Und weil Fancybox dem obigen Kommentar zufolge ein Plugin (Erweiterung) für das JS-Framework jQuery (https://jquery.com/) ist, was im Einzelfall zu viel des Guten ist, für einen einzigen Anwendungsfall die umfangreiche Bibliotheksdatei (*jquery.js* / *jquery.min.js*) in der Seite einzubinden, und ich nicht weiß, ob jQuery schon im Einsatz ist, hier der SELFHTML-Artikel

https://wiki.selfhtml.org/wiki/JavaScript/Anwendung_und_Praxis/Popup-Boxen
der auf Beispiele verweist, die mit nativem JS laufen:

https://wiki.selfhtml.org/wiki/JavaScript/DOM/Element/className#Inline-Popup
https://wiki.selfhtml.org/wiki/JavaScript/Anwendung_und_Praxis/zugängliche_Dialog-Box



Nusskati hat gesagt.:


> ich weiß leider nicht, ob es wirklich die passende Kategorie ist aber ich nehme an, dass es mit Javascript funktioniert.

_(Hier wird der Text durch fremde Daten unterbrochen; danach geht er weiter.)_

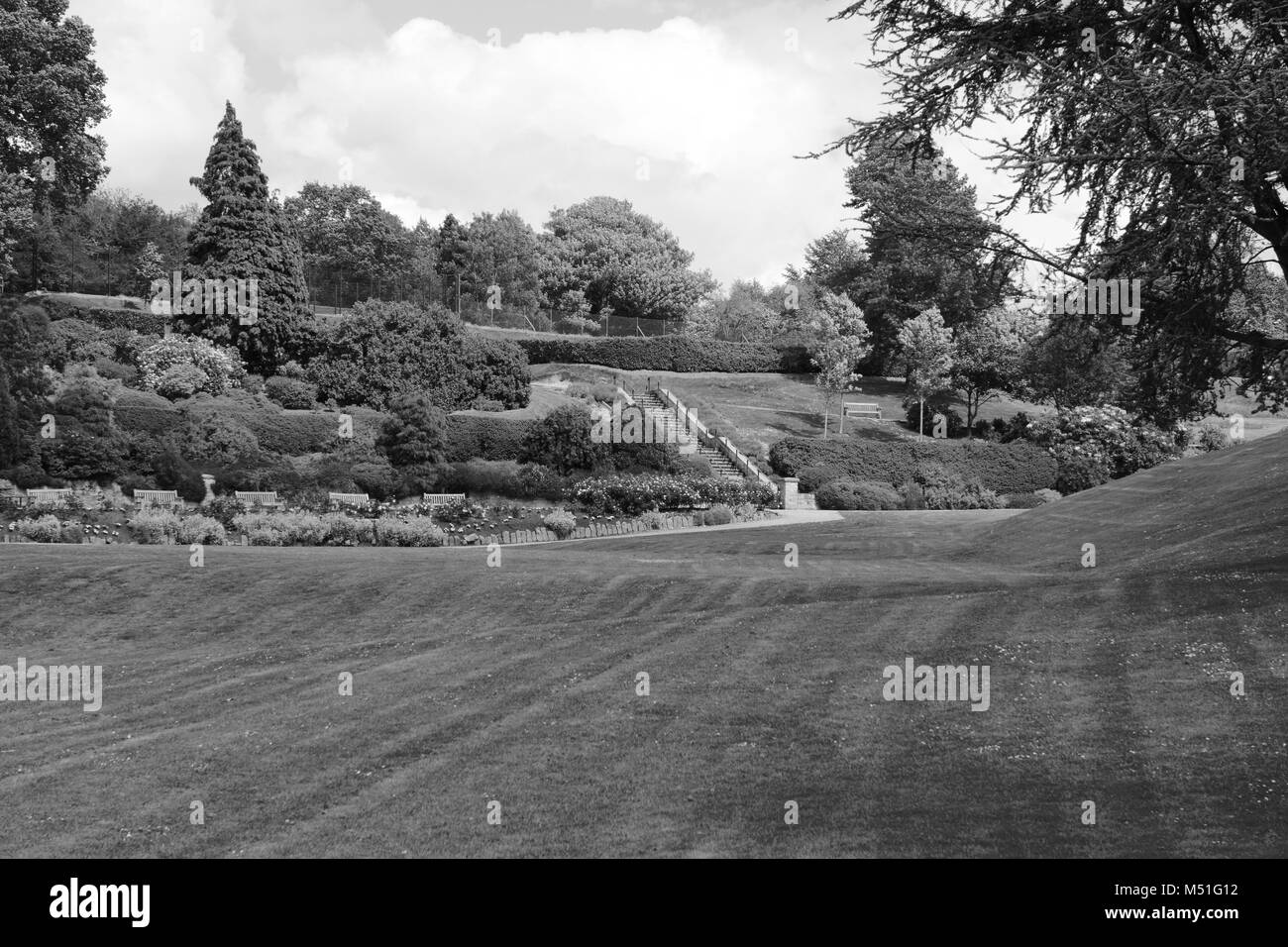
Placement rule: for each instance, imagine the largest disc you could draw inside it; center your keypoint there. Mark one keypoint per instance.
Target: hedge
(484, 436)
(1012, 468)
(140, 320)
(146, 412)
(668, 354)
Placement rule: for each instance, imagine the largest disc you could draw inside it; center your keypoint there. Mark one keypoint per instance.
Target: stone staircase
(661, 414)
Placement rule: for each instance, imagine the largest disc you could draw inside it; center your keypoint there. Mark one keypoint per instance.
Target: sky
(696, 111)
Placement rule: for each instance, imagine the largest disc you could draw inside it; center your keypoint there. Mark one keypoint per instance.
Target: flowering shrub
(220, 368)
(717, 515)
(419, 531)
(204, 530)
(46, 528)
(1095, 445)
(151, 527)
(632, 493)
(347, 531)
(561, 523)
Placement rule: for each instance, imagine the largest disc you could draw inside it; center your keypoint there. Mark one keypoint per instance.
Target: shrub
(940, 405)
(561, 523)
(291, 393)
(484, 437)
(375, 476)
(219, 368)
(948, 489)
(1014, 468)
(652, 519)
(858, 495)
(347, 531)
(634, 493)
(1095, 445)
(416, 433)
(384, 350)
(153, 527)
(1214, 437)
(669, 354)
(180, 381)
(200, 528)
(46, 528)
(419, 531)
(75, 341)
(717, 515)
(1021, 501)
(562, 441)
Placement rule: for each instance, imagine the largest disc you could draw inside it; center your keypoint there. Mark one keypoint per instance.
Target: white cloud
(696, 121)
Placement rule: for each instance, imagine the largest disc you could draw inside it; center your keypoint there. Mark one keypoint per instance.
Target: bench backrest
(442, 499)
(266, 499)
(351, 499)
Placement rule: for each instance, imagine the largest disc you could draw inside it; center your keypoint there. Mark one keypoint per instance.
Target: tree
(844, 343)
(926, 352)
(416, 433)
(1074, 361)
(149, 266)
(454, 256)
(244, 235)
(926, 241)
(386, 350)
(24, 341)
(502, 252)
(988, 356)
(619, 261)
(51, 95)
(16, 221)
(1167, 115)
(836, 263)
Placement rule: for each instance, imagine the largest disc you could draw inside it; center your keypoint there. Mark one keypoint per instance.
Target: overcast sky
(692, 110)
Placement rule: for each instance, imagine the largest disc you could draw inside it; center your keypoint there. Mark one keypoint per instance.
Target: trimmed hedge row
(484, 436)
(669, 354)
(1013, 468)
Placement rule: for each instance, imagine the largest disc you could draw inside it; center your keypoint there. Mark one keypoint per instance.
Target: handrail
(722, 444)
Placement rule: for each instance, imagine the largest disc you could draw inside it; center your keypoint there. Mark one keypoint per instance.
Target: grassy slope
(516, 684)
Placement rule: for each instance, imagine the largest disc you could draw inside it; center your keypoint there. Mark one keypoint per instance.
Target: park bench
(863, 408)
(257, 499)
(48, 496)
(162, 497)
(442, 499)
(349, 499)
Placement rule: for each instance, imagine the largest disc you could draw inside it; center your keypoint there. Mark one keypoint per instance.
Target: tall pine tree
(244, 234)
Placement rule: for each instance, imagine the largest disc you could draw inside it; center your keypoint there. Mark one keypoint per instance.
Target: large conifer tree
(244, 234)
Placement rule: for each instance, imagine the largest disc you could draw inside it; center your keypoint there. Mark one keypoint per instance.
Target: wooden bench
(257, 499)
(48, 496)
(349, 499)
(163, 497)
(442, 499)
(863, 408)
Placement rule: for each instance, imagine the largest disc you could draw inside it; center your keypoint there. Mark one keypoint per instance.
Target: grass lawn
(518, 684)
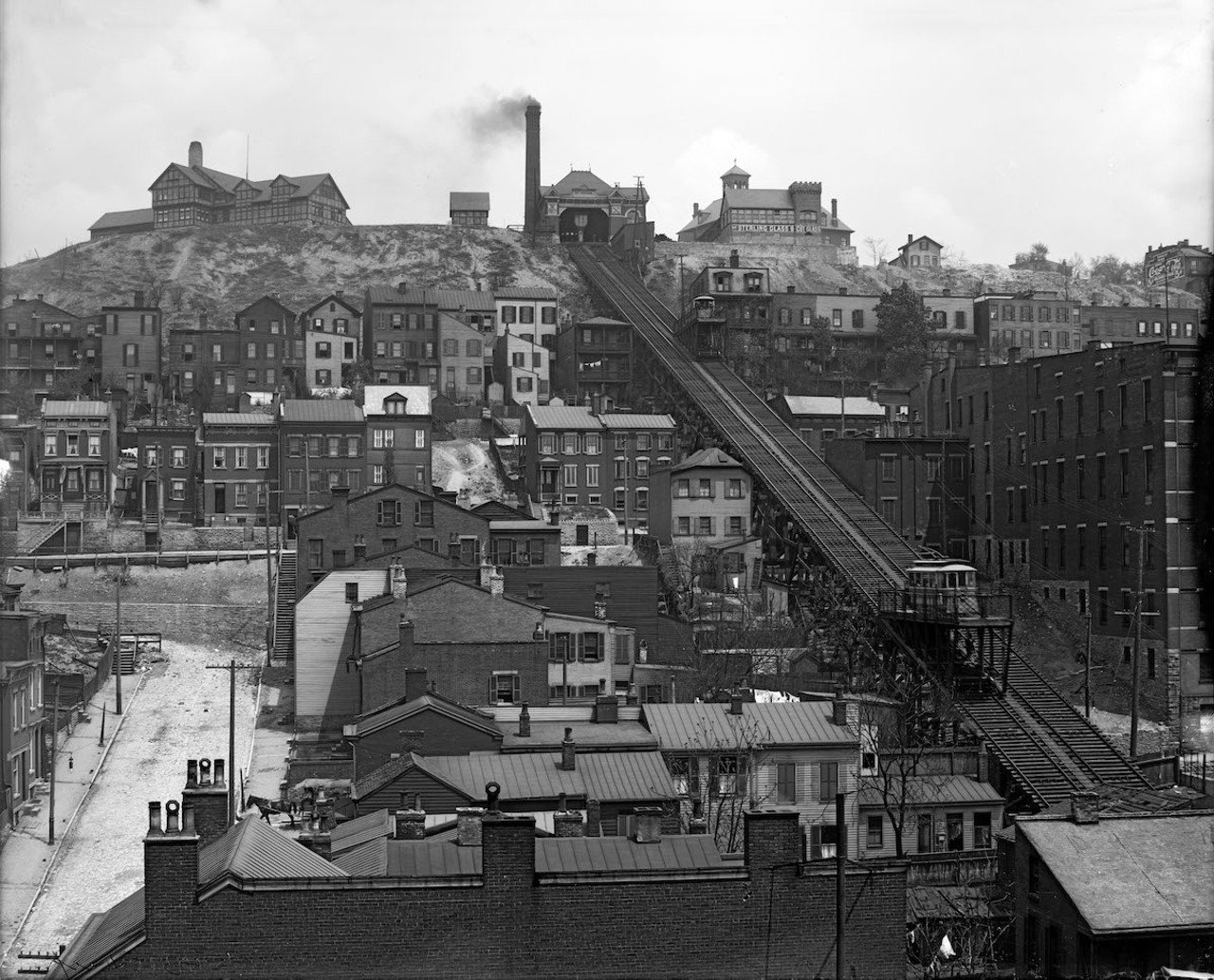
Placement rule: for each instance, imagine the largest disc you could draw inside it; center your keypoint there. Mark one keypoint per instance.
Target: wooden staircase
(285, 607)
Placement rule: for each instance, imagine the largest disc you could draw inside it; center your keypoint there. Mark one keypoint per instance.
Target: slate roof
(470, 200)
(103, 933)
(320, 410)
(254, 849)
(1131, 873)
(562, 416)
(416, 398)
(828, 406)
(589, 855)
(933, 789)
(711, 456)
(636, 420)
(122, 219)
(798, 723)
(76, 408)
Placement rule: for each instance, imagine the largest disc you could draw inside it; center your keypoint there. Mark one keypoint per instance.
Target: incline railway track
(1047, 747)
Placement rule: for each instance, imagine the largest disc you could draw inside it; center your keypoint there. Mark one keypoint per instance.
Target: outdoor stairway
(285, 607)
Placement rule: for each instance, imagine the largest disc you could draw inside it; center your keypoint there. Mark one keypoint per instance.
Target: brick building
(322, 446)
(333, 330)
(43, 343)
(239, 467)
(78, 456)
(193, 194)
(918, 486)
(594, 359)
(399, 433)
(1078, 471)
(271, 347)
(1149, 906)
(131, 356)
(402, 906)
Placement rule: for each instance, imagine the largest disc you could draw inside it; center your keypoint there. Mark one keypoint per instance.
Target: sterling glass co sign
(1168, 268)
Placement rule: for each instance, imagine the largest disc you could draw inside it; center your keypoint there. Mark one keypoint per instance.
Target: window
(785, 782)
(828, 781)
(874, 833)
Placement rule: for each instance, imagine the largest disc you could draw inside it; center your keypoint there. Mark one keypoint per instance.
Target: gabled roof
(1131, 873)
(416, 398)
(470, 200)
(320, 410)
(76, 408)
(774, 725)
(434, 702)
(710, 456)
(122, 219)
(337, 299)
(255, 850)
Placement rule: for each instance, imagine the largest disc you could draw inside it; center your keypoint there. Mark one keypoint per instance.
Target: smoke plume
(503, 117)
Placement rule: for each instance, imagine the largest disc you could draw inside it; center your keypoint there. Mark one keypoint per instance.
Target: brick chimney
(1084, 807)
(170, 870)
(398, 581)
(566, 823)
(568, 751)
(410, 823)
(207, 793)
(649, 824)
(469, 821)
(837, 707)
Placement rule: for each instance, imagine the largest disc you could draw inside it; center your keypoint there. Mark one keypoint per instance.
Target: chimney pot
(568, 751)
(1084, 807)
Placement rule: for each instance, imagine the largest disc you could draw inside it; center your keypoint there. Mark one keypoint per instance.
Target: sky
(1082, 124)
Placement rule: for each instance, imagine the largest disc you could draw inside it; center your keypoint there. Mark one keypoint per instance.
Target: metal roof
(321, 410)
(76, 408)
(583, 855)
(255, 850)
(1131, 872)
(562, 416)
(416, 398)
(931, 789)
(798, 723)
(470, 200)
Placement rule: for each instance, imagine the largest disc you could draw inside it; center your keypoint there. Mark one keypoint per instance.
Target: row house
(321, 447)
(130, 352)
(333, 330)
(572, 455)
(399, 429)
(1079, 476)
(165, 481)
(238, 464)
(42, 343)
(1041, 324)
(594, 360)
(78, 456)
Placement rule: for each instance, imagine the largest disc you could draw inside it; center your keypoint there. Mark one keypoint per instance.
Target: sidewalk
(27, 857)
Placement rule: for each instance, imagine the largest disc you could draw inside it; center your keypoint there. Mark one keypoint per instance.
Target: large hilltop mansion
(194, 194)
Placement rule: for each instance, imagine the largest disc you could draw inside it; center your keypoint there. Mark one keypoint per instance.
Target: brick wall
(777, 920)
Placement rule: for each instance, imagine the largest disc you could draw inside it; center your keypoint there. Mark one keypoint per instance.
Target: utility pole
(55, 738)
(1087, 672)
(1138, 644)
(232, 667)
(118, 642)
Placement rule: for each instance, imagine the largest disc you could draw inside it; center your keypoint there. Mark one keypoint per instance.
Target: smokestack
(531, 180)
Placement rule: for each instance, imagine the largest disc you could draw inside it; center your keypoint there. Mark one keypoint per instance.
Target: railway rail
(1041, 741)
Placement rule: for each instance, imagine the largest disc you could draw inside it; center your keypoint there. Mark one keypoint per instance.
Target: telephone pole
(233, 772)
(1138, 644)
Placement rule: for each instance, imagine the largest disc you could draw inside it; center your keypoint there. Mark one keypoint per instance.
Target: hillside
(221, 269)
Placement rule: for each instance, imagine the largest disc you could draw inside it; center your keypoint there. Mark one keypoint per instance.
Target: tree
(903, 333)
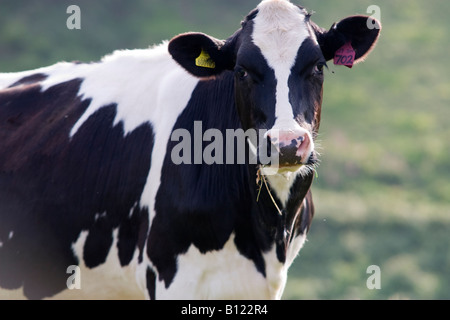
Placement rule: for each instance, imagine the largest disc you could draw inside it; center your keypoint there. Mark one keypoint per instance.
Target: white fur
(148, 86)
(279, 31)
(224, 274)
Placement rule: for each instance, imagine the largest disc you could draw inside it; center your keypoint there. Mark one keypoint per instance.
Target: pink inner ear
(345, 56)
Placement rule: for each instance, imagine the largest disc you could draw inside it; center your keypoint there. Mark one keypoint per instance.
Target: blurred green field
(382, 194)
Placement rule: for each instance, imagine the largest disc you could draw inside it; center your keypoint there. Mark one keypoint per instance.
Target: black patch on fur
(53, 186)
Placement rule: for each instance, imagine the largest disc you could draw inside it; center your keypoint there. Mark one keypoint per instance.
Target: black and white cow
(89, 186)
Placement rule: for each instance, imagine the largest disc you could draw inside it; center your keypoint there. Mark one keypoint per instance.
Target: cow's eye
(242, 74)
(318, 69)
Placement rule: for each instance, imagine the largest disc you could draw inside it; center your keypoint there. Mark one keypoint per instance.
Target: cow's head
(278, 59)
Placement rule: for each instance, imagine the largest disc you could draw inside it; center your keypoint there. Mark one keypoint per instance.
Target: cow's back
(79, 164)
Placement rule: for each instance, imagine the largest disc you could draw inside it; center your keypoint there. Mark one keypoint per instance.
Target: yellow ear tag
(204, 60)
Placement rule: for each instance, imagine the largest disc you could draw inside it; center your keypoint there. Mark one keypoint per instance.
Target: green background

So ein Modal Window lässt sich aber auch ohne jegliches JS realisieren 

https://webdesignerhut.com/pure-css-modal-window-effect/
https://css-tricks.com/considerations-styling-modal/

http://www.webdesignerdepot.com/2012/10/creating-a-modal-window-with-html5-and-css3/
http://drublic.github.io/css-modal/

...
[edit]Tipp-Ex[/edit]​


----------